I would answer to the interviewer by giving this historical note and then say that even if I would be very surprised any compiler did this, a compiler could have:

• without optimizer pass the compiler generate a test for both while(1) and while(2)
• with optimizer pass the compiler is instructed to optimize (with an unconditional jump) all while(1) because they are considered as idiomatic. This would leave the while(2) with a test and therefore makes a performance difference between the two.

I would of course add to the interviewer that not considering while(1) and while(2) the same construct is a sign of low-quality optimization as these are equivalent constructs.

---

Another take on such a question would be to see if you got courage to tell your manager that he/she is wrong! And how softly you can communicate it.

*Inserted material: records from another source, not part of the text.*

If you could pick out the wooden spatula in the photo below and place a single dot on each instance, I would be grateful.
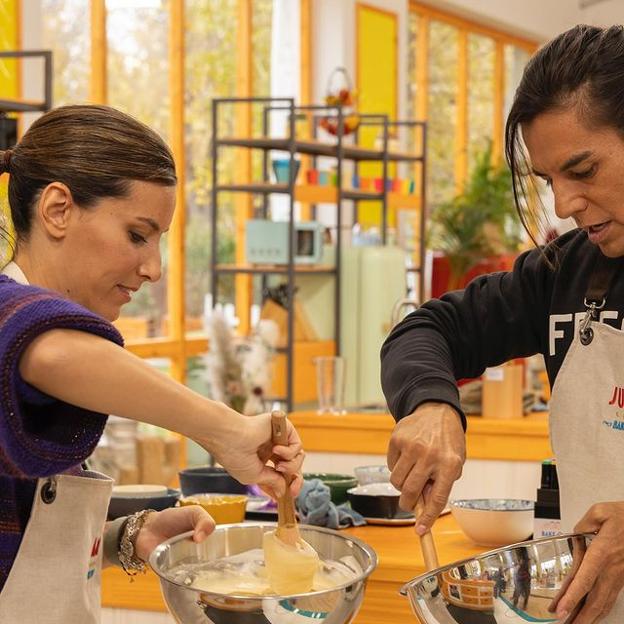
(287, 529)
(427, 544)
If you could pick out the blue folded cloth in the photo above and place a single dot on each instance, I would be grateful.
(315, 507)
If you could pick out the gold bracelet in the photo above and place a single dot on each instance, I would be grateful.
(130, 562)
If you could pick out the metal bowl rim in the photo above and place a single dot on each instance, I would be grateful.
(455, 504)
(178, 538)
(421, 577)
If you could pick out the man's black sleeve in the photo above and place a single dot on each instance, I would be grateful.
(497, 317)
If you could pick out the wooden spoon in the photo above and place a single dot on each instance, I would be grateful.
(290, 561)
(427, 544)
(287, 529)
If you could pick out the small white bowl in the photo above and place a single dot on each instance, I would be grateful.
(136, 490)
(494, 521)
(372, 474)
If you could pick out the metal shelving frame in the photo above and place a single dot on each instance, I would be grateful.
(340, 150)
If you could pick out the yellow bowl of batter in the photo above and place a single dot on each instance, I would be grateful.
(224, 508)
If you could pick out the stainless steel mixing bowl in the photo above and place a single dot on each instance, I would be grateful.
(517, 583)
(192, 606)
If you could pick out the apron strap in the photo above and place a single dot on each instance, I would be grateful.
(600, 280)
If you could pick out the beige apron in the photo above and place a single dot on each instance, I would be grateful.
(587, 429)
(55, 578)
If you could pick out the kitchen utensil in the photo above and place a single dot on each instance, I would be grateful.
(338, 605)
(203, 479)
(338, 484)
(224, 508)
(427, 544)
(494, 522)
(517, 583)
(290, 561)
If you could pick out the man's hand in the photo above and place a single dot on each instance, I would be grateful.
(427, 448)
(601, 573)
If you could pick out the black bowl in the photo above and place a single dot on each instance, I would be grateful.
(209, 479)
(127, 505)
(377, 500)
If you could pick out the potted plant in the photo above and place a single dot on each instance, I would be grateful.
(478, 230)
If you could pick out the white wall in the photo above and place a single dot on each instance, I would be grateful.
(603, 12)
(536, 19)
(32, 70)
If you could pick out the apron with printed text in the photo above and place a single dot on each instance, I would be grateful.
(55, 578)
(587, 425)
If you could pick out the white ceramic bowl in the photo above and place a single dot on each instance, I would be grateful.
(372, 474)
(494, 521)
(137, 490)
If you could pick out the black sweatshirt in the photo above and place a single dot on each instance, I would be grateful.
(498, 317)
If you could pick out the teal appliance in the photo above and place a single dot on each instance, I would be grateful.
(266, 242)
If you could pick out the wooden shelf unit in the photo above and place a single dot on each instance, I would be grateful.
(341, 150)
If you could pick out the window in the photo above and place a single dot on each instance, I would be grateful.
(458, 89)
(65, 31)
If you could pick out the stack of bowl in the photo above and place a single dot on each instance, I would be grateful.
(220, 494)
(129, 499)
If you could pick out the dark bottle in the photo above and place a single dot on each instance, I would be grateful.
(547, 516)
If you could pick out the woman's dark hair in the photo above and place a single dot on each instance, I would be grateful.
(582, 68)
(97, 151)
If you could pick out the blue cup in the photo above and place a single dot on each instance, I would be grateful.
(281, 169)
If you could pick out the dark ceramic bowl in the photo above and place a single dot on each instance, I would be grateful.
(209, 479)
(338, 484)
(377, 500)
(127, 505)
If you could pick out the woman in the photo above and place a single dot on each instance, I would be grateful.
(565, 301)
(91, 193)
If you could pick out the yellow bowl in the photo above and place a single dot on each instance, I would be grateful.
(224, 508)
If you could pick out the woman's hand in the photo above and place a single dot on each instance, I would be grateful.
(601, 573)
(427, 448)
(245, 450)
(161, 525)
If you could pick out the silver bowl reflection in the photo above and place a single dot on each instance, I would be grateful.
(193, 606)
(519, 583)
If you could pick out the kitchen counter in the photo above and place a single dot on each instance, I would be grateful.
(400, 559)
(519, 439)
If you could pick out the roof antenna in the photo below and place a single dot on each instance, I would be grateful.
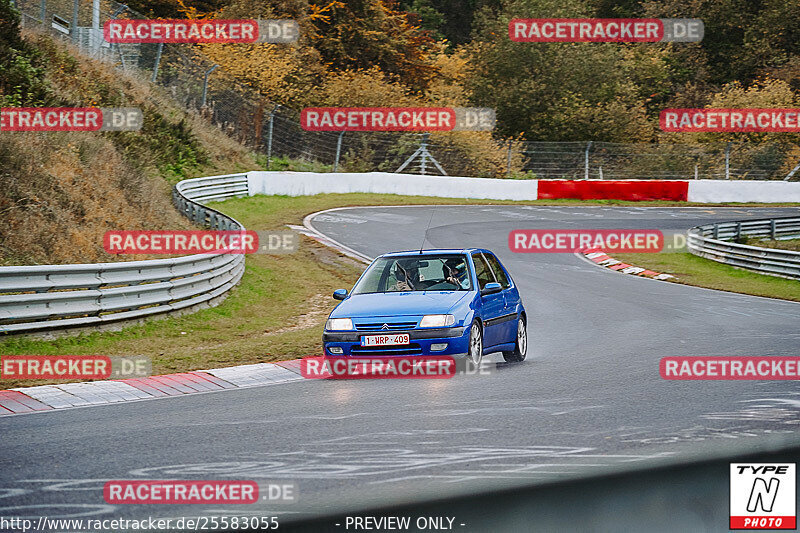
(425, 235)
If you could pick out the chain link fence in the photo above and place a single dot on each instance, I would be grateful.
(201, 86)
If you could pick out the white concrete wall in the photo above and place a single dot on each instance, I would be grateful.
(743, 191)
(308, 183)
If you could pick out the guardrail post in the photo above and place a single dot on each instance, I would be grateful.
(338, 151)
(508, 160)
(74, 28)
(158, 62)
(269, 136)
(728, 161)
(205, 83)
(586, 161)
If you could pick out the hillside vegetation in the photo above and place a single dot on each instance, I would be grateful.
(62, 191)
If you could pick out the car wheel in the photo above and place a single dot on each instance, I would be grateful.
(521, 348)
(475, 343)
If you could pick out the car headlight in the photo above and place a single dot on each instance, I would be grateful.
(339, 324)
(437, 321)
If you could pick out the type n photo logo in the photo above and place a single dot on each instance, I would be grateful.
(763, 496)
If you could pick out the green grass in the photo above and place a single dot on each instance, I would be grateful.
(788, 244)
(279, 308)
(698, 271)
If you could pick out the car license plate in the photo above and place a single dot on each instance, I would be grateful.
(384, 340)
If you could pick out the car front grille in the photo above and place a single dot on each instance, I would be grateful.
(390, 326)
(406, 349)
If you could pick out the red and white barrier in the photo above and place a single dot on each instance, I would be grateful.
(703, 191)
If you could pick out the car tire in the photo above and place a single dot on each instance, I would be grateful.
(521, 346)
(475, 347)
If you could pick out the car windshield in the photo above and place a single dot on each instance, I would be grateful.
(416, 273)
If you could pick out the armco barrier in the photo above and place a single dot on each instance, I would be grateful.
(307, 183)
(37, 298)
(714, 241)
(714, 191)
(702, 191)
(45, 297)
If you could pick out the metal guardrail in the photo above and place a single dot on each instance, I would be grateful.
(716, 242)
(44, 297)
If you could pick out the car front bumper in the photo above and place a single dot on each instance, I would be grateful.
(420, 342)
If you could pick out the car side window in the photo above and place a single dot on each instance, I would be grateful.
(502, 279)
(482, 271)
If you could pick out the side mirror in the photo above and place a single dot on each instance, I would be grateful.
(341, 294)
(491, 288)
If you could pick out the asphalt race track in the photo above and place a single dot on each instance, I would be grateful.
(588, 398)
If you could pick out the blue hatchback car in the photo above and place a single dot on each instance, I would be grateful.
(430, 302)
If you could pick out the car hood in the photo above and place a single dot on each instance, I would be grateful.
(398, 304)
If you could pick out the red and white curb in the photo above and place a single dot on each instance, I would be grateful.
(68, 395)
(602, 259)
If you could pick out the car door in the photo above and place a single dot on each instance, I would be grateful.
(507, 323)
(492, 305)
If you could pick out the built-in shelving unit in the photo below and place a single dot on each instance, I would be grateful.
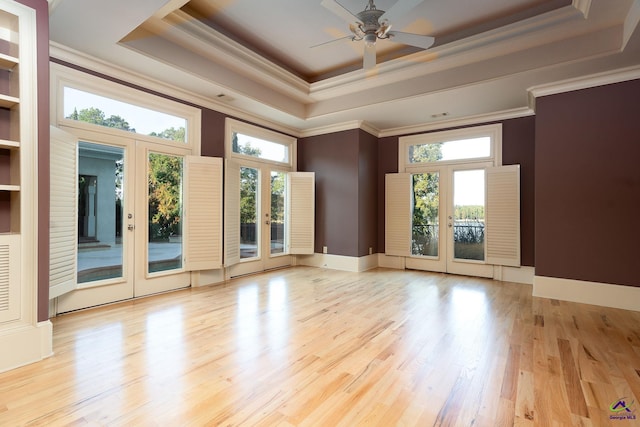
(20, 332)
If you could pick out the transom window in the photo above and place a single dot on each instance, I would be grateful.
(250, 142)
(479, 143)
(100, 110)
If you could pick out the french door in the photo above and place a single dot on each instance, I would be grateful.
(262, 190)
(129, 210)
(448, 220)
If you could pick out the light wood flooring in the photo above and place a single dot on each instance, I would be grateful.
(313, 347)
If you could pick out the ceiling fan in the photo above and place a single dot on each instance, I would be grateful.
(367, 26)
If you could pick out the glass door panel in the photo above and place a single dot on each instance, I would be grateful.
(468, 220)
(249, 212)
(164, 249)
(159, 250)
(425, 227)
(105, 243)
(278, 191)
(100, 204)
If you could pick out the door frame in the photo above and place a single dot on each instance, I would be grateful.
(135, 281)
(445, 262)
(264, 259)
(100, 292)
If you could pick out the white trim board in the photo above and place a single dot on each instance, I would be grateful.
(602, 294)
(28, 344)
(339, 262)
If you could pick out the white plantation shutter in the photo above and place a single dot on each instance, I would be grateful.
(301, 210)
(231, 213)
(398, 214)
(9, 277)
(63, 216)
(203, 213)
(503, 215)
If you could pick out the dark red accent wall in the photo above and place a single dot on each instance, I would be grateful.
(345, 164)
(212, 133)
(588, 184)
(367, 194)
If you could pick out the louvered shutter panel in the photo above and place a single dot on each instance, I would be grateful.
(301, 209)
(203, 214)
(9, 277)
(231, 213)
(398, 214)
(63, 216)
(503, 215)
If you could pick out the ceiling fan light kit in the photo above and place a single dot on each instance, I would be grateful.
(367, 26)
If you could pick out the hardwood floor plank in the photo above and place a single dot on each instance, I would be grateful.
(313, 347)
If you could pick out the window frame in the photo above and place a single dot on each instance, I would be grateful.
(493, 132)
(62, 76)
(235, 126)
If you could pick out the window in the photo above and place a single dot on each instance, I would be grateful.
(100, 110)
(481, 143)
(250, 142)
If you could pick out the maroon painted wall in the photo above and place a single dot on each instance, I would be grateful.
(334, 158)
(212, 133)
(367, 194)
(518, 146)
(588, 184)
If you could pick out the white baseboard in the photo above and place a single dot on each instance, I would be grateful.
(25, 344)
(339, 262)
(207, 277)
(388, 261)
(607, 295)
(523, 275)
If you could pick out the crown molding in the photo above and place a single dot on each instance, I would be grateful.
(585, 82)
(66, 54)
(460, 122)
(340, 127)
(583, 6)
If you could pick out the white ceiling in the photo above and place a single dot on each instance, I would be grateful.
(254, 58)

My first instinct would have been to generate assembly output to show the manager that any decent compiler should take care of it, and if it's not doing so, you will submit the next patch for it :)

---

To see so many people delve into this problem, shows exactly why this could very well be a test to see how quickly you want to micro-optimize things.

My answer would be; it doesn't matter that much, I rather focus on the business problem which we are solving. After all, that's what I'm going to be paid for.

Moreover, I would opt for while(1) {} because it is more common, and other teammates would not need to spend time to figure out why someone would go for a higher number than 1.

Now go write some code. ;-)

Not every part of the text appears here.